Met de Rechtbank is het Hof van oordeel dat op belanghebbende de last rust aannemelijk te maken dat en in hoeverre hij uitgaven heeft gedaan voor specifieke zorgkosten en scholing. Belanghebbende heeft nagelaten - ook na daartoe meerdere malen door de Inspecteur in de gelegenheid te zijn gesteld - de in zijn aangiften opgevoerde posten nader toe te lichten, laat staan concreet te onderbouwen met bewijsstukken waaruit blijkt dat hij dergelijke uitgaven heeft gedaan. Belanghebbende heeft gesteld dat alle uitgaven zijn gedaan voor zijn ex-partner, dat zij niet wil meewerken de gevraagde informatie te leveren en dat bovendien van belang zijnde stukken door toedoen van zijn ex-partner zijn kwijtgeraakt dan wel zijn vernietigd. De door belanghebbende aangedragen omstandigheden komen echter voor rekening en risico van belanghebbende en vormen bovendien geen verklaring voor het feit dat (i) geen informatie is gegeven en geen bescheiden zijn overgelegd betreffende de door belanghebbende zelf gevolgde opleiding tot […] en (ii) belanghebbende geen enkele vraag van de Inspecteur heeft beantwoord (zie 3.7 en 3.10). Belanghebbende heeft geen begin van bewijs geleverd. De Inspecteur heeft derhalve terecht de in de aangiften opgevoerde uitgaven voor specifieke zorgkosten en de scholingsuitgaven niet in aftrek toegelaten.
6.3.
Het hoger beroep is ongegrond.

Proceskosten

7. Het Hof acht geen termen aanwezig voor een veroordeling in de proceskosten als bedoeld in artikel 8:75 van de Algemene wet bestuursrecht.

Beslissing

Het Gerechtshof bevestigt de uitspraak van de Rechtbank.
Deze uitspraak is vastgesteld door F.G.F. Peters, Chr.Th.P.M. Zandhuis en W.M.G. Visser, in tegenwoordigheid van de griffier A.S.H.M. Strik. De beslissing is op 26 september 2018 in het openbaar uitgesproken.
aangetekend aan
partijen verzonden:
Zowel de belanghebbende als het daartoe bevoegde bestuursorgaan kanbinnen zes wekenna de verzenddatum van deze uitspraak beroep in cassatie instellen bij de Hoge Raad der Nederlanden. Daarbij moet het volgende in acht worden genomen:

1. Bij het beroepschrift wordt een kopie van deze uitspraak gevoegd.
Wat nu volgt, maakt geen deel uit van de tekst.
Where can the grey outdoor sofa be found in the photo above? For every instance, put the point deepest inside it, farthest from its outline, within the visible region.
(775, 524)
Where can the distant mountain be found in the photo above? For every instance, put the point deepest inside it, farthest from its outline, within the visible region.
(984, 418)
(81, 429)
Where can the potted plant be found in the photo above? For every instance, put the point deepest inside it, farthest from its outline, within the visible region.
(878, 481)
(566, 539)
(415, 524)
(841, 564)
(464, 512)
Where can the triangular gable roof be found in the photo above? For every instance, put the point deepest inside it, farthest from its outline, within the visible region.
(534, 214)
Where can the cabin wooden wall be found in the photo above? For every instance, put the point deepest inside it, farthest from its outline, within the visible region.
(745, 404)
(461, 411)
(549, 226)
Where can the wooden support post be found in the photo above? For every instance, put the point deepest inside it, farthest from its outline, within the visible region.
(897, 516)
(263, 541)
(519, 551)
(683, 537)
2. Het beroepschrift wordt ondertekend en bevat ten minste:

-
- de naam en het adres van de indiener;
-
- de dagtekening;
-
- de vermelding van de uitspraak waartegen het beroep in cassatie is gericht;
-
- de gronden van het beroep in cassatie.

Het beroepschrift moet worden gezonden aan de Hoge Raad der Nederlanden (belastingkamer), Postbus 20303, 2500 EH Den Haag.

De partij die beroep in cassatie instelt is griffierecht verschuldigd en zal daarover bericht ontvangen van de griffier van de Hoge Raad. In het cassatieberoepschrift kan worden verzocht de wederpartij te veroordelen in de proceskosten.